As the inaugural chairman for the Department of Emergency Medicine, Sharma leads all academic and operational activities for the NYP-Weill Cornell Medical Center and NYP-Lower Manhattan Hospital Emergency Departments. He is also a Professor of Clinical Healthcare Policy and Research and serves as the academic Chairman for the NYP-Weill Cornell Medicine affiliated Emergency Departments at New York Presbyterian-Queens and New York Presbyterian-Brooklyn Methodist Sharma holds several other executive leadership roles, including Chief and Medical Director of Emergency Medical Services (EMS) for the NYP enterprise, member of the New York State Board for Medicine, and the Vice President of the New York Presbyterian Hospital Medical Board.

Dr. Sejal Hathi, Resident Physician, Massachusetts General Hospital

Another physician highlighting the plight of doctors and nurses treating those affected with coronavirus is Dr. Sejal Hathi of Massachusetts General Hospital. “Hospitals across the country are rapidly running out of masks, gowns, protective eye-wear that they desperately need,” she told CNN.

“We are being asked to reuse and recycle single-use respirators and surgical masks when we go see patients.” She emphasized that “health care workers are foot soldiers in a war we didn’t foresee and were never trained for. And we’re hurdling forth into a battle with neither the insight into where these infections are nor the armor to protect against them. And that’s really not OK.”
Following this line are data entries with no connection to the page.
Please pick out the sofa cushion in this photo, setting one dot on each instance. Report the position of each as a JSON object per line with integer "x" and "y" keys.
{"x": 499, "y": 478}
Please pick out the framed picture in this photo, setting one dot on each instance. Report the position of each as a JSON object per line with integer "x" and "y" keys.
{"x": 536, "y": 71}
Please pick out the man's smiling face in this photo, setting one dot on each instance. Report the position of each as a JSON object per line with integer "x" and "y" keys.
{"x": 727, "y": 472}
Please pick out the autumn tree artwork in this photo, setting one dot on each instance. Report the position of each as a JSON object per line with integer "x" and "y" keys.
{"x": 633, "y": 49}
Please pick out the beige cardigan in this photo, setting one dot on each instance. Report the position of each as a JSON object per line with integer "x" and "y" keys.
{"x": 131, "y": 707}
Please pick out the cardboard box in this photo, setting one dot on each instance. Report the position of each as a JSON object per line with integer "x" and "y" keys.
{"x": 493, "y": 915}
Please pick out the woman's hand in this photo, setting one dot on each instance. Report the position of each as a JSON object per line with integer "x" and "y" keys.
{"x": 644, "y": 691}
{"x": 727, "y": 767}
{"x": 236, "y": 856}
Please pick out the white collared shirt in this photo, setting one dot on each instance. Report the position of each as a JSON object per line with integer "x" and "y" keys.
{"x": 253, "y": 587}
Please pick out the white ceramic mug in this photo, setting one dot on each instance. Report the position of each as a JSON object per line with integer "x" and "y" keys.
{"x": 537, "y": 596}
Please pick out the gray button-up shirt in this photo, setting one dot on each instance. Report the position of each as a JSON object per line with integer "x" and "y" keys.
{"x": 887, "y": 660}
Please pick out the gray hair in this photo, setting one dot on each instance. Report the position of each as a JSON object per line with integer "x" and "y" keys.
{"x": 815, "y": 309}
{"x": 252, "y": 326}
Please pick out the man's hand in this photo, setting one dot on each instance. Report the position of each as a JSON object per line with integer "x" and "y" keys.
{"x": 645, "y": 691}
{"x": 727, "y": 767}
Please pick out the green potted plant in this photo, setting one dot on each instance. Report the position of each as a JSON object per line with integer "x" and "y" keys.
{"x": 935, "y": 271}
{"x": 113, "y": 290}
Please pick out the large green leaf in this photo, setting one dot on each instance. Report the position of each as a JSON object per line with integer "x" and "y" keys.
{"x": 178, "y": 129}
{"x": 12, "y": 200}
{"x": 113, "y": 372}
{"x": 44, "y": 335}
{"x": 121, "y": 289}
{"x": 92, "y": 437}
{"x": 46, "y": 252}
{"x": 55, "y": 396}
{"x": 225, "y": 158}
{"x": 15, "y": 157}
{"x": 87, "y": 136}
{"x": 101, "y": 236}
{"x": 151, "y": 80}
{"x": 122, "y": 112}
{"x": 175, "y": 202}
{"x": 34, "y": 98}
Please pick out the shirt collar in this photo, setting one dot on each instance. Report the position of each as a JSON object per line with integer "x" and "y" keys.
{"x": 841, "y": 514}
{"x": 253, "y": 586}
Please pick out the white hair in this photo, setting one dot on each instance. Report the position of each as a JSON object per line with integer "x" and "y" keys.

According to her LinkedIn profile, Hathi is training in Internal Medicine at the Massachusetts General Hospital and Harvard Medical School, where her “interests and experience span global health, public policy, social entrepreneurship, and grassroots advocacy.” She has founded and led two grassroots social enterprises advancing women’s rights and agency — over time, across 6 continents and 100 countries. In 2013, Hathi was the youngest of nine appointed to U.N. Secretary-General Ban Ki-moon’s expert advisory group on women’s & children’s health, charged with evaluating and reporting global progress on Millennium Development Goals 4 & 5.

She has also helped build two coalitions advancing the domestic #resistance movement: 1) a student-run campaign to advocate against repeal of the Affordable Care Act, reaching 150+ schools in its first year, and 2) a political organization to convene and support first-time progressive candidates for office, mobilizing 1500+ since the 2016 presidential election.